That Christmas Eve in church when my cousin and I couldn’t bear to hear my Pop’s beautiful tenor voice rise above all the rest of the singers in church, knowing we were hearing him sing possibly for the last time, so we ran out of church and went home (next-door) to her house. My cousins and I grieving together (my Pop thinking we just didn’t want to be at church). Christmas Day 1985 was a melancholy one. Christmas Day 1986 even moreso without Pop or Papa (who had died the same year).
Life Goes On …
But the celebrations went on. We still got our gifts, we still had our great family meal and we still had a house full of love. For if nothing else, my Pop stood for family. He stood for a heck of a lot more too, and that legacy continues to this day in every one of us, along with the football club, the shire and the community at large.
A Day of Thanksgiving, Peace and Family
And I bet as my Pop looks down on me now, he doesn’t care how many days of harvest he gave up to be with his family for Christmas Day. He knows every one of those days was worth it, as we, too, will look back and know that every day we give up work to spend with and celebrate family was worth every sacrifice it required.
In Australia we don’t celebrate Thanksgiving. I wish we did. But I think we combine the spirit of Thanksgiving into our Christmas Day celebrations.
And this year I want to give thanks to my beautiful family – those who worked hard to provide a delicious feast for Christmas Day and those who gave up a day of harvest to be with their family for it.

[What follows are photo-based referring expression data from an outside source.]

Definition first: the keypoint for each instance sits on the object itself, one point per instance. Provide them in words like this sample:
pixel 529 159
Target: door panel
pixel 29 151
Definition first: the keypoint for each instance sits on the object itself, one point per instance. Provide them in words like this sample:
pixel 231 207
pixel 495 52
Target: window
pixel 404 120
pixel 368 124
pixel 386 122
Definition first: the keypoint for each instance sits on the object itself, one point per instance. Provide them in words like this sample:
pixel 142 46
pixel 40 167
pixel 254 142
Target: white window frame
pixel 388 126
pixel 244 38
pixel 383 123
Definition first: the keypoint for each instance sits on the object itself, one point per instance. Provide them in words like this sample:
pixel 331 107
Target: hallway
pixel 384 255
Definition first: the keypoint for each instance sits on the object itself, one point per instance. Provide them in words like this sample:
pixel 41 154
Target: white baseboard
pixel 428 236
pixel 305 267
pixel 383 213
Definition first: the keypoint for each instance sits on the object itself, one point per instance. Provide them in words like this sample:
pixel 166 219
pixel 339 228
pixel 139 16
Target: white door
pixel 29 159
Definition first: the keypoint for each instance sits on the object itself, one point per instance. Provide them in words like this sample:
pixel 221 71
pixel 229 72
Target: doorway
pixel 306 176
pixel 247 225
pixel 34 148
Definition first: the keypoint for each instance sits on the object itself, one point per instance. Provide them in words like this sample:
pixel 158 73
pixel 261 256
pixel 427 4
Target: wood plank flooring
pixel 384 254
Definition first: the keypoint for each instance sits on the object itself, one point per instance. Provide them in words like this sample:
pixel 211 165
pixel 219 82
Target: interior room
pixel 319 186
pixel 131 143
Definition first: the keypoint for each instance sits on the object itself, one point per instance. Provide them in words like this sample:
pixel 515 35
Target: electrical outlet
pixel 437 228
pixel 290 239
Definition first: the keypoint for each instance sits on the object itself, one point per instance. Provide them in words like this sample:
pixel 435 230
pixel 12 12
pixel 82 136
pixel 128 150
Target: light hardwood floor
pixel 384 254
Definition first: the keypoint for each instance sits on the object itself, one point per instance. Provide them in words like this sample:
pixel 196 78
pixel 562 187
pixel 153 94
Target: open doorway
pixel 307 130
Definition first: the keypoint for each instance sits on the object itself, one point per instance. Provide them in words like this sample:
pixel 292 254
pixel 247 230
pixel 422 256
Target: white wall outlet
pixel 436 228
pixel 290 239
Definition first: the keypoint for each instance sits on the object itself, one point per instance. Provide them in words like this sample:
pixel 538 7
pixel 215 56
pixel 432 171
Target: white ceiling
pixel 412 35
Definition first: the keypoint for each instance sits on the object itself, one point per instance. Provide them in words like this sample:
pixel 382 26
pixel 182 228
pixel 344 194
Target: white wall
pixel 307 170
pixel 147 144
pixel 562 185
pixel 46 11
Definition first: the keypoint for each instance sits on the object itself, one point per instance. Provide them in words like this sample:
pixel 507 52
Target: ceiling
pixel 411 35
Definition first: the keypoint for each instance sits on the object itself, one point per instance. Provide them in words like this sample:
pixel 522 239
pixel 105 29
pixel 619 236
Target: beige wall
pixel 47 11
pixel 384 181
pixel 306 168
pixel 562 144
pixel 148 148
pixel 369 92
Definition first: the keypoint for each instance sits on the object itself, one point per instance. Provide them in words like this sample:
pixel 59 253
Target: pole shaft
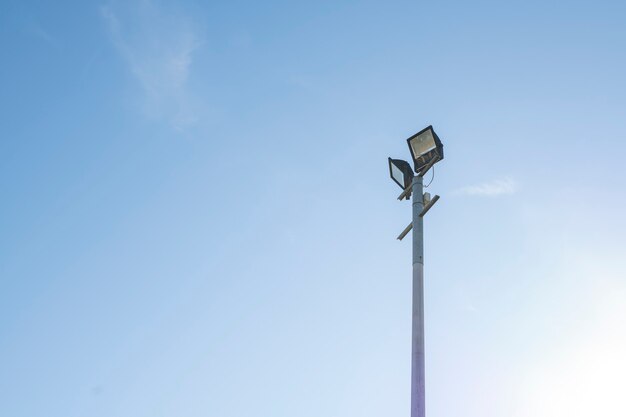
pixel 418 392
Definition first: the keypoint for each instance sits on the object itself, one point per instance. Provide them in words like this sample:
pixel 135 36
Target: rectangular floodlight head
pixel 400 172
pixel 425 146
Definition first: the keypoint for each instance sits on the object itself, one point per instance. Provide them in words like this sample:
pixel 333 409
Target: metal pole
pixel 418 393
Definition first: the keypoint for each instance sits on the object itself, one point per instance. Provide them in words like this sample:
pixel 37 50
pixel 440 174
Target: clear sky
pixel 196 217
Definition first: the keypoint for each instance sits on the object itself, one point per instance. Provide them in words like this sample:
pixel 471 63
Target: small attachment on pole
pixel 429 205
pixel 406 193
pixel 405 231
pixel 427 167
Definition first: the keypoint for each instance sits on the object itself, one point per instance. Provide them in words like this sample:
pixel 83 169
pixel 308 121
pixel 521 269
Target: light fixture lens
pixel 423 143
pixel 425 147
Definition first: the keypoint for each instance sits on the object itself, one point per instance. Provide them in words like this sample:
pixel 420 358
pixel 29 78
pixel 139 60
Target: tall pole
pixel 418 393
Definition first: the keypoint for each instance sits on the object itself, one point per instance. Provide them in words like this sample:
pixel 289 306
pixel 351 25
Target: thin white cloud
pixel 158 48
pixel 493 188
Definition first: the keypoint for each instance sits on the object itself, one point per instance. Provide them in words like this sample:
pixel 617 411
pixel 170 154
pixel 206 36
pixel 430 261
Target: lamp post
pixel 426 150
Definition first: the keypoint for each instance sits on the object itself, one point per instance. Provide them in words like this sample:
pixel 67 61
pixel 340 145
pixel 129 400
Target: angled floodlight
pixel 425 148
pixel 400 172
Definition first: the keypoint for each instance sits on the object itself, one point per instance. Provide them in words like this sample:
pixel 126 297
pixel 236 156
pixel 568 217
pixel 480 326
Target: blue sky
pixel 197 218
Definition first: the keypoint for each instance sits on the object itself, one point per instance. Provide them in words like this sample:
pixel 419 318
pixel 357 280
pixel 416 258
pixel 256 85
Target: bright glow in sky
pixel 197 217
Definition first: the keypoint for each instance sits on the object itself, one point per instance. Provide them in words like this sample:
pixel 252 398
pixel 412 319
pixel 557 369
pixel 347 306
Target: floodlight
pixel 425 147
pixel 400 172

You have given me many treasured memories of Christmas Days spent with family, and given me the motivation to continue to honour and value that day – regardless of my religious beliefs – as a day of thanksgiving for what we have – Family, the harvest of many years of love, forgiveness and connectedness.
Merry Christmas to you all. Living with CFS or ME and other chronic illnesses is not easy. Often days like Christmas Day highlight that fact. But I do hope that you, too, can take some joy and peace from this time of pausing to reflect, celebrate and be grateful for what we DO have. Sometimes it’s a lot more than we give credit for!